The Efficient Algorithm For Choice Model Experimental Designs
In this blog post, I describe the Efficient algorithm for generating choice model designs. This algorithm is used for generating choice model designs with partial profiles, with no constant attributes specified.
Efficient algorithm differs from other algorithms in that is also accepts priors. Priors may be specified as fixed values which correspond to utilities of attribute levels (parameters of the choice model), or as a multivariate normal distribution (in terms of means and standard deviations). Priors are supposed to reflect the utilities of the respondents who will be given the survey: a high utility for an attribute level indicates a stronger preference and vice versa. A distribution of priors is preferred over fixed priors when there is variation or uncertainty in respondents utilities. When a prior is supplied, the design will be created to be optimal for respondents with utilities matching the prior.
An example of a prior specification is shown in the table below. Due to the coding of attributes, the means and standard deviations of the first level of each attribute are set to zero. The mean for 5 star safety is greater than the mean for 4 stars, which in turn is greater than the mean for 3 stars, indicating a preference for safer cars. Similarly, higher car prices correspond to lower means, as expected.
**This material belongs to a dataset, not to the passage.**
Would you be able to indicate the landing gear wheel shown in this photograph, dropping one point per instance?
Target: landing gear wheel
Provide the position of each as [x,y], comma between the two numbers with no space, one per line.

The Efficient algorithm is just the Partial Profiles algorithm with zero constant attributes specified, but this significantly simplifies the method (the number of steps is half as many), and also results in faster computation times compared to Partial Profiles with a nonzero number of constant attributes. The algorithm essentially works around minimizing D-error. Priors are incorporated through D-error, as explained in this article.
The idea behind the algorithm is simple: start with a random design, and cycle sequentially through each element in the design (identified by a question, alternative and attribute), finding out which level for the element minimizes D-error the most, and then updating the element with the optimal level. At the end of the cycle, if the D-error is improved, the cycle is repeated, until no more improvements are made.
This is a slight oversimplification of the algorithm, as there are actually inner (alternatives and attributes) and outer (questions) cycles that are both subject to this repeating rule. The steps below provide a more rigorous description of the algorithm:
1. Randomly generate a design (this is the only source of randomness, the rest of the algorithm is deterministic).
2. Compute the D-error of the the design.
3. Begin loop over questions, with the current question denoted by s.
4. Compute the D-error of the the design.
5. Begin loop over alternatives, with the current alternative denoted by j.
6. Begin loop over attributes, with the current attribute denoted by f.
7. Loop through each level of attribute f to find the level l* that minimizes D-error when it is inserted into the design at question s, alternative j, attribute f.
8. Update the design with l* at question s, alternative j, attribute f.
9. Continue loop over attributes f (step 6) until all attributes have been covered.
10. Continue loop over alternatives j (step 5) until all alternatives have been covered.
11. If the D-error of the design is better than the D-error at step 4, go back to step 5.
10. Continue loop over questions s (step 3) until all questions have been covered.
13. If the D-error of the design is better than the D-error at step 2, go back to step 3, otherwise, the algorithm is done!
This algorithm produces a design that is locally-optimal in terms of D-error, and although it is not necessarily the best possible design for the specifications, it has been shown in the original research paper (see below) to be very close to optimal.
Readers seeking the original source of this algorithm should refer to the paper(( D. P. Cuervo, R. Kessels, P. Goos and K. Sörensen (2016). An integrated algorithm for the optimal design of stated choice experiments with partial profiles. Transportation Research Part B 93.)) listed in the references below. The algorithm is presented in pseudocode and is known as the integrated algorithm by the authors.